Thankfully, he had a pair of Envision smart glasses on him, which use artificial intelligence to help people who are blind or visually impaired better understand their surroundings. Using a small camera on the side, the glasses can scan objects, people and text, then relay that information via a small built-in speaker. Envision can tell you if someone is approaching, for instance, or describe what's in a room.
Watch this: Envision Glasses Use AI to Help the Blind Read Documents, Find Objects
May was using a feature on the glasses called Ally, which lets him start video calls with friends and family to get help.
"I called up one of my colleagues, Evelyn, and said, 'What do you see?' and she described the environment to me," said May, chief evangelist at accessible navigation company Goodmaps. "She told me where the tables were and just gave me the lay of the land."
Envision Glasses are built on the enterprise edition of Google Glass. (Yes, Google Glass is still alive.)
unveiled these smart glasses back in 2013, then touting them as a way for users to take calls, send texts, snap pictures and look at maps, among other things, right from the headset. But after a limited -- and unsuccessful -- release, they never hit store shelves.
A few years later, Google started working on an enterprise edition of the glasses, which is what Envision is built on.

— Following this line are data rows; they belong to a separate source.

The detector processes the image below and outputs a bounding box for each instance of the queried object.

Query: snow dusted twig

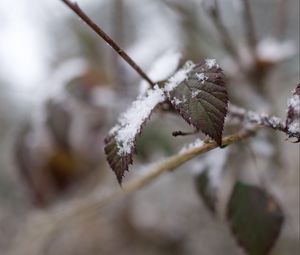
[204,0,239,62]
[241,0,257,57]
[228,102,300,140]
[61,0,154,87]
[44,127,259,228]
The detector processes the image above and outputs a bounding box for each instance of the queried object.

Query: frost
[192,90,200,97]
[109,86,165,155]
[179,138,204,154]
[205,58,219,69]
[140,50,181,94]
[192,148,230,188]
[196,73,208,83]
[164,61,195,93]
[251,137,275,157]
[256,38,296,62]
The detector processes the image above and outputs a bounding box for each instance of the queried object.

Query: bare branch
[61,0,154,87]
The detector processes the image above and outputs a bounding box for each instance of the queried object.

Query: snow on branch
[228,84,300,142]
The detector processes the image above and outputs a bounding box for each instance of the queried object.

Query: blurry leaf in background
[105,86,165,183]
[195,169,217,214]
[46,100,72,149]
[227,181,284,255]
[170,59,228,145]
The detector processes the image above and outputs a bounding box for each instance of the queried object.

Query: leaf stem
[61,0,154,87]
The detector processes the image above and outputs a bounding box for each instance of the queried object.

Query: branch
[206,0,239,62]
[242,0,257,58]
[47,127,259,226]
[274,0,289,40]
[61,0,154,87]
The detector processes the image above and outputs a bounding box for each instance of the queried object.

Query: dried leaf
[285,83,300,142]
[227,182,284,255]
[168,59,228,145]
[195,169,217,213]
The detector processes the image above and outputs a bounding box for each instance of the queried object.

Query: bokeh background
[0,0,299,255]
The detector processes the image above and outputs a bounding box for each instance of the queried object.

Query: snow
[288,119,300,134]
[110,86,165,156]
[205,58,219,69]
[140,50,181,94]
[256,37,296,63]
[192,90,200,98]
[288,95,300,116]
[164,61,195,93]
[179,138,204,154]
[196,73,208,83]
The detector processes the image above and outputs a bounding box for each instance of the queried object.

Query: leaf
[104,86,165,183]
[285,83,300,142]
[227,182,284,255]
[168,59,228,145]
[46,100,72,149]
[195,169,217,213]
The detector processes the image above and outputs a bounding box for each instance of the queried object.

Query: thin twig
[274,0,289,40]
[45,127,259,225]
[207,0,240,62]
[242,0,257,55]
[61,0,154,87]
[228,104,287,134]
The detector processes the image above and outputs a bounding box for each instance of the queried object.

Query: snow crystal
[179,138,204,154]
[164,61,195,92]
[196,73,208,83]
[110,86,165,155]
[256,38,296,62]
[140,50,181,94]
[205,58,219,69]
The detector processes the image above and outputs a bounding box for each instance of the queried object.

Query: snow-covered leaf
[227,181,284,255]
[285,83,300,142]
[165,59,228,145]
[105,86,165,183]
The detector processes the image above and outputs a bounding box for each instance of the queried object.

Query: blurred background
[0,0,299,255]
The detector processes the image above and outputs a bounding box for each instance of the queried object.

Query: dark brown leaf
[195,170,217,213]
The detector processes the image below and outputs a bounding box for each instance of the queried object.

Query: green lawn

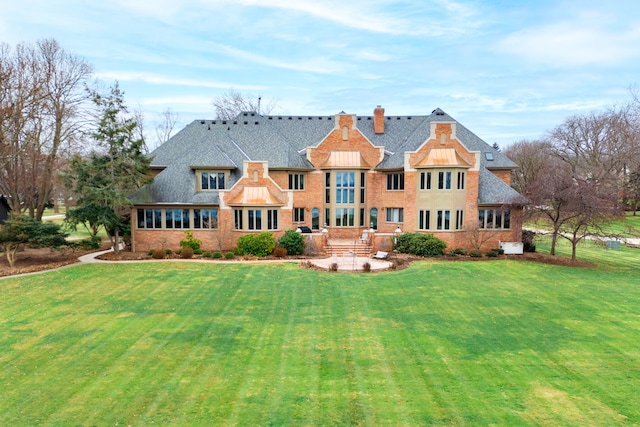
[0,242,640,426]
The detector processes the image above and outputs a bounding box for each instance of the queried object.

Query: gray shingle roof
[132,109,517,204]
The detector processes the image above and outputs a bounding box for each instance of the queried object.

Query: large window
[136,208,218,229]
[311,208,320,230]
[336,172,356,204]
[456,210,464,230]
[233,209,242,230]
[478,209,511,229]
[165,209,191,228]
[233,208,279,231]
[289,173,304,190]
[420,172,431,190]
[387,208,404,223]
[436,210,451,230]
[200,172,229,190]
[336,208,355,227]
[193,209,218,229]
[267,209,278,230]
[247,209,262,230]
[458,172,464,190]
[418,210,431,230]
[369,208,378,230]
[387,172,404,190]
[138,209,162,228]
[293,208,304,222]
[438,172,451,190]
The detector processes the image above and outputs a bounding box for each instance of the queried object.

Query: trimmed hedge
[236,232,276,257]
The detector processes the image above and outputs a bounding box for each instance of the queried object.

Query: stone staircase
[325,239,371,257]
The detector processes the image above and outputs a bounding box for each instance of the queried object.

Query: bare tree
[527,157,621,260]
[0,39,92,220]
[504,140,552,195]
[212,89,276,120]
[156,108,178,147]
[549,107,637,191]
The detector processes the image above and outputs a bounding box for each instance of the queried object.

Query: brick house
[131,107,522,253]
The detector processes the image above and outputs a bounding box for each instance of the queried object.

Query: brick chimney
[373,105,384,133]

Their wearable design makes them ideal for capturing and relaying information as a user would see it.
"What Evision Glasses essentially does is takes in all the visual information that's around, tries to process that information, and then speaks it out to the user," says Karthik Kannan, Envision's co-founder.
But Envision's goal is to make those experiences more intuitive. The headset design frees up people's hands so they can more easily hold a cane or walk a dog, and the camera is conveniently right next to your eyes, so you don't have to hold a phone up to scan your surroundings.
"It's narrating nonstop when you're walking down a busy street about signs on the side of a bus or a taxi or on the side of a building or on the ground," May says. "There's this whole stream of information."
Envision Glasses cost $3,500, and you can order them on the company website or from a distributor. Alternatively, you can opt to use the Envision app, which also scans text and tells you about your surroundings using your phone's camera. The app costs $20 for a one-year subscription, or $99 for a lifetime subscription.
To use the glasses, you'll need to open the Envision app and link the glasses via Bluetooth. Then, connect the glasses to Wi-Fi, and you're good to go. You only have to do this once. After that, you won't even need to carry your phone around for the glasses to work. To teach Envision to recognize faces, have people take selfies in the app and then enter their name. After that, the glasses will speak aloud that person's name when they're in frame.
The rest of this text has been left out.